Y entonces llegó el Esmad y en vez de ser ejemplar, controlar, disuadir, se metió a la fuerza a una zona de la Universidad Javeriana donde funciona el hospital universitario San Ignacio, en los alrededores donde llegan las ambulancias. Sitio que debería estar vedado para los capuchos, para los del Esmad, para cualquiera que no sea del servicio de atención de enfermos.

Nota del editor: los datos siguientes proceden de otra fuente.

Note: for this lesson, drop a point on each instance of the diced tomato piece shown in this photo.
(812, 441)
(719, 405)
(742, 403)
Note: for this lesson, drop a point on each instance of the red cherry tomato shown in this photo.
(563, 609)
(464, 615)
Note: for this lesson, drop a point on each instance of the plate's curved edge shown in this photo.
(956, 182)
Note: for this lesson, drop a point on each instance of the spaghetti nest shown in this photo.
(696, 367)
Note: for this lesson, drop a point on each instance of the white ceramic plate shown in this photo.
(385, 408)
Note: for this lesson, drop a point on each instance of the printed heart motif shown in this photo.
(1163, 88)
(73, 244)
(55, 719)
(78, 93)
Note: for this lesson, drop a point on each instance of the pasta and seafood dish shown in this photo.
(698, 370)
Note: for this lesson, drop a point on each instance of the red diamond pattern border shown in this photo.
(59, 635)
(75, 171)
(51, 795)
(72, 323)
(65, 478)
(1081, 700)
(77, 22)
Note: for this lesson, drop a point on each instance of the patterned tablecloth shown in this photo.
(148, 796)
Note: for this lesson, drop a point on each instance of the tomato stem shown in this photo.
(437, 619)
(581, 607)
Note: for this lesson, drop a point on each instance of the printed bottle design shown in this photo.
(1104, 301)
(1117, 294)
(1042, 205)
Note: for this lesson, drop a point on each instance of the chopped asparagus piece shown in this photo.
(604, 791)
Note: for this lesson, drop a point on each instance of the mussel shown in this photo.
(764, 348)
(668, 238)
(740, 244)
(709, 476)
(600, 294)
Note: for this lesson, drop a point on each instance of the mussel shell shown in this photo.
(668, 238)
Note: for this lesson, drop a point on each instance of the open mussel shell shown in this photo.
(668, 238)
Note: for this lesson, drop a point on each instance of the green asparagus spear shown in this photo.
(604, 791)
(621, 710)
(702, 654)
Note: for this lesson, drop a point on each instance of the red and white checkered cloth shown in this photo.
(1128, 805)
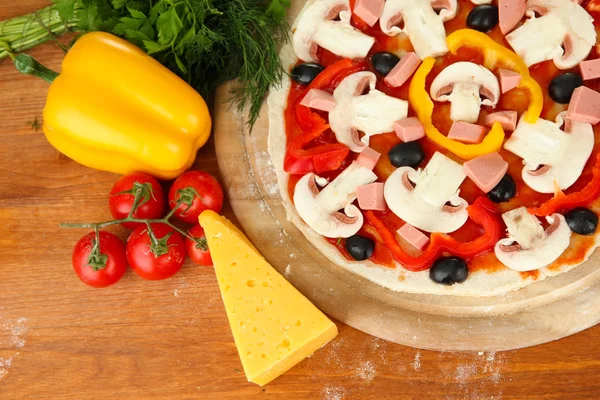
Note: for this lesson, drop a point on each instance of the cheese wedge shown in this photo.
(274, 326)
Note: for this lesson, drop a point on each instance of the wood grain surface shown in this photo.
(60, 339)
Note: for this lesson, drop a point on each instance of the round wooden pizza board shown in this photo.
(542, 312)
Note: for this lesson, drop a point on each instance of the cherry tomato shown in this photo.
(198, 252)
(155, 258)
(99, 263)
(197, 191)
(152, 198)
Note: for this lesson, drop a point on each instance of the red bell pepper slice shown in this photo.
(566, 202)
(482, 212)
(308, 120)
(331, 76)
(326, 157)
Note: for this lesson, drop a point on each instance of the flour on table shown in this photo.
(263, 206)
(17, 329)
(366, 371)
(476, 373)
(5, 364)
(333, 393)
(417, 361)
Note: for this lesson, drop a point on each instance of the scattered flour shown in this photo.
(181, 285)
(263, 206)
(272, 189)
(5, 364)
(333, 393)
(17, 330)
(475, 373)
(417, 361)
(366, 371)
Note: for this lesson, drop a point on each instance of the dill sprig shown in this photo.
(206, 42)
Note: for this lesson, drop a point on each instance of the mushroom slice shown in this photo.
(423, 25)
(372, 113)
(320, 209)
(428, 199)
(563, 32)
(463, 84)
(552, 157)
(528, 246)
(317, 26)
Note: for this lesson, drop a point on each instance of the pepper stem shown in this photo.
(28, 65)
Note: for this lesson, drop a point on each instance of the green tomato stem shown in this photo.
(104, 224)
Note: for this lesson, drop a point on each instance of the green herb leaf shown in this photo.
(66, 9)
(137, 14)
(153, 47)
(206, 42)
(119, 3)
(169, 25)
(180, 64)
(136, 37)
(277, 9)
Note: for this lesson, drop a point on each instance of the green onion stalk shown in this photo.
(25, 32)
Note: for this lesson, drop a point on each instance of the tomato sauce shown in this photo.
(515, 99)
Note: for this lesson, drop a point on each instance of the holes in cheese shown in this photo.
(274, 326)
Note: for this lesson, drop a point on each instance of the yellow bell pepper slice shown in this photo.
(423, 105)
(497, 56)
(494, 54)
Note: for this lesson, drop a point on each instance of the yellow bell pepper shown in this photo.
(497, 56)
(493, 53)
(423, 105)
(115, 108)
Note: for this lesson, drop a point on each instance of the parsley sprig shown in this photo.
(206, 42)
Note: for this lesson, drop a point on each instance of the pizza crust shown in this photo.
(480, 283)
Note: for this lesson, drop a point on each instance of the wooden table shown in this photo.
(60, 339)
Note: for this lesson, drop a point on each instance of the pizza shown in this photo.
(446, 146)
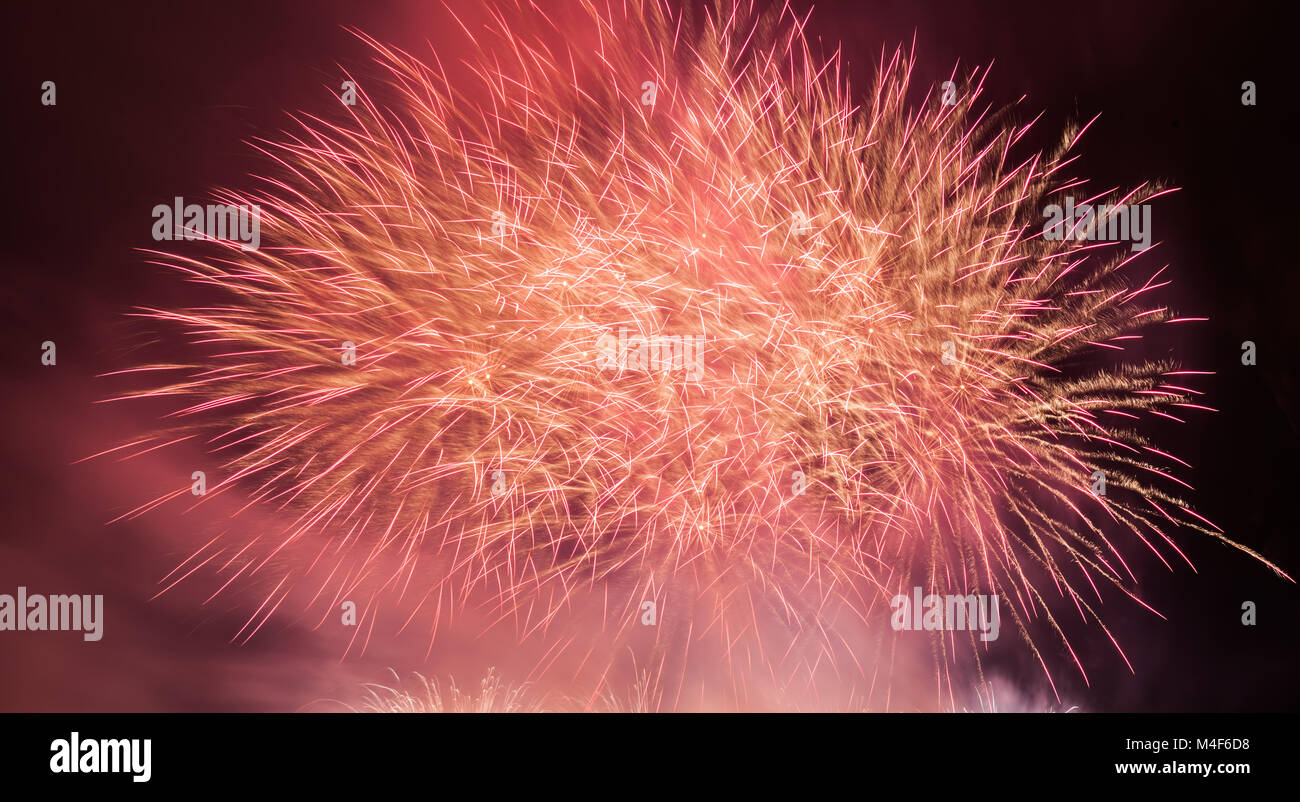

En la Javeriana llevaban además algunos días de luto por el suicidio de un estudiante. Otro tema que debería ser una preocupación para toda la sociedad frente a la depresión joven, las angustias socioeconómicas y la vida en general de una población que está llamada es a pelear por la democracia, para preservar el planeta ante el cambio climático, para defender sus vidas del populismo, y estamos viendo como algunos se matan y otros se vuelven vándalos o capuchos, estudiantes que no han logrado entender el papel de la izquierda democrática cuando no son infiltrados.

Tres años y dos mil manifestaciones en Bogotá, una expresión magnífica si pudiéramos verla como las imágenes que nos llegaron de Hong Kong, en la marcha de los paraguas, con cantos, incluso a gritos, simbólicas, resistencias inteligentes, largas, duras en los argumentativo. Capaces de aguantar horas, días, meses de ser necesario. Pero pacíficas. Necesitamos su lucha para lograr como han hecho en el mundo las transformaciones sociales, educativas, políticas. Necesitamos su valentía y juventud para canalizar el descontento, pero sus desafueros los invalidan y pueden terminar por provocar una tragedia, más aún en momentos en que las autoridades parecen radicalizarse.

La Policía y la alcaldía de Enrique Peñalosa tienen que responder por los gases lacrímogenos que dejaron tendidos a estudiantes menores de edad de un colegio que se vio invadido de humo, deben decirnos que hicieron la investigación pertinente sobre los excesos denunciados por parte del Esmad y sacar a esos individuos de la institución. No pueden seguirse escudando en que ante el vandalismo todo se vale. No. Los llamados a poner los límites no los pueden romper.

Y mientras tanto, vale la pena que todos nos preguntemos qué hay en el fondo de una sociedad que tiene tanta rabia. Lo que vimos esta semana en las calles de Bogotá es una expresión de ¿qué? Solo encontrando esas respuestas es posible hacer algo para evitar que se siga anidando la ira. ¿Qué le respondemos a nuestros hijos cuándo preguntan por qué ocurre lo que ocurre? ¿Qué explicación reciben en los colegios de sus profesores?

Es necesario dejarles el discurso de radicalización a quienes quieren justificar su mal comportamiento y buscar el lenguaje del pensamiento crítico, de la sociología, de la educación para que no se repitan los comportamientos que estamos viendo a los que aún no han terminado los estudios secundarios.